Renuka’s family is among the 100 households forced to flee their village after a devastating flood in June. Today, they are encroachers on government land, a hillock close to Bhimakund. The raging waters of the Painganga river had left the village water-logged for days. It’s the fifth flooding this year alone, leaving them with no home and no crops.

A grim picture, replicated across Maharashtra’s Vidarbha belt already infamous for the highest number of farmer suicides in the country. Over 150 people have been killed in the heavy rains this year, which caused most of the rivers to overflow. Across the belt, 20 per cent of the crop has been destroyed.

The epicentre of the crisis is Yavatmal district where more than 60 per cent of the fields is water-logged. Yavatmal has seen over 50 farmer suicides this year.

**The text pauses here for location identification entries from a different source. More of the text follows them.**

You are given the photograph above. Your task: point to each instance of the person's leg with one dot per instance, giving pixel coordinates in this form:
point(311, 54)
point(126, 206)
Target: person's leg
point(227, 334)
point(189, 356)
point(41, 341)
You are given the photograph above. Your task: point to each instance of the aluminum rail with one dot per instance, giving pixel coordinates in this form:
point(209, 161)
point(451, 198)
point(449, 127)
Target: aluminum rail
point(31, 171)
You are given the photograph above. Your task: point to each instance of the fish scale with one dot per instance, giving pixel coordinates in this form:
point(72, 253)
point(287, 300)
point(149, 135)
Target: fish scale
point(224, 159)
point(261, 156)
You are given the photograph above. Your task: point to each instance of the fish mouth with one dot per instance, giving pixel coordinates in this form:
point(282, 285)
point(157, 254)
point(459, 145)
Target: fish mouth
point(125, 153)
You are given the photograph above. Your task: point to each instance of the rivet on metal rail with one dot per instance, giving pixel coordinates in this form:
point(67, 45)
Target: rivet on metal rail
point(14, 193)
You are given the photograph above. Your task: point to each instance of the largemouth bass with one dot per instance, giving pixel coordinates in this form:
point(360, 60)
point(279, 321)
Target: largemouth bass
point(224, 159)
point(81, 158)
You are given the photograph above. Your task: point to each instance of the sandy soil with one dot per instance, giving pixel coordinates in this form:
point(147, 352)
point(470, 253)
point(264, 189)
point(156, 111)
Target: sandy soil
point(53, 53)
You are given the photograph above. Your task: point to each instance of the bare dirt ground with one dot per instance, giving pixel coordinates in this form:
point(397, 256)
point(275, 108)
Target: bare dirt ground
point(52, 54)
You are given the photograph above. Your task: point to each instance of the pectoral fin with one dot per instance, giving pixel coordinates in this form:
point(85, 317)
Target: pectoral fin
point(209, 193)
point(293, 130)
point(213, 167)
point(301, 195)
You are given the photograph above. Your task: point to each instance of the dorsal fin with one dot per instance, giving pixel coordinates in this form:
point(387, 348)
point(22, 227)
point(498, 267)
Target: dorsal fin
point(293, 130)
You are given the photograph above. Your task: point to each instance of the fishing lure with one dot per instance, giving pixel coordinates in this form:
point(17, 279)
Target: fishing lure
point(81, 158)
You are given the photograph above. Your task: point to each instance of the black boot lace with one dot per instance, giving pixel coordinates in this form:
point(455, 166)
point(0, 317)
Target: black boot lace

A fifth of them in the month of August alone, estimates Vidarbha Jana Andolan Samiti (VJAS), the farmers advocacy group.

The wrecked fields drove cotton farmer Anil Bapurao Marope from Yavatmal’s Ghatanji tehsil to swallow poison in July.

“My husband sowed the field in the first week of June but our farm got water-logged in the flood. He had to sow again just 20 days later,” says his widow Radhabai Marope. Faced with a Rs. 45,000 debt which started spiralling, he ended his life. Radhabai now has to fend for herself and their four children.

Prem Rathod, a farmer from the same region, says almost every farmer has had to sow the same crop twice this season.

“Our fields are still water-logged. We will have to wait for a month or two before sowing again,” he says. In the neighbouring district of Wardha, some farmers have sown their crop more than three times in a span of two months.

Faced with growing unrest, the Maharashtra government announced a package of Rs.1934 crore for Vidarbha’s farmers weeks ago. The money, however, can be released only after the district administration estimates the damage done. The official survey is still incomplete. “We have completed 90 per cent of the survey and we hope to complete it by this month-end,” says Yavatmal Deputy Collector Rajendra Deshmukh.

Farmers’ groups have contested the survey saying it has drastically underestimated the damage.

In Washim, the official survey has estimated that 43,000 hectares of crop was destroyed. The VJAS argues that the figure is almost twice as high, at more than 80,000 hectares.

A reason why farmers are already cynical. “The government has not yet compensated us for the floods of 2006. We don’t expect the money this time. Even if it comes, it will be too little,” says Narendra Reddy, village panchayat member of Arli village in Ghatanji tehsil where more than 500 acres of crop is still waterlogged.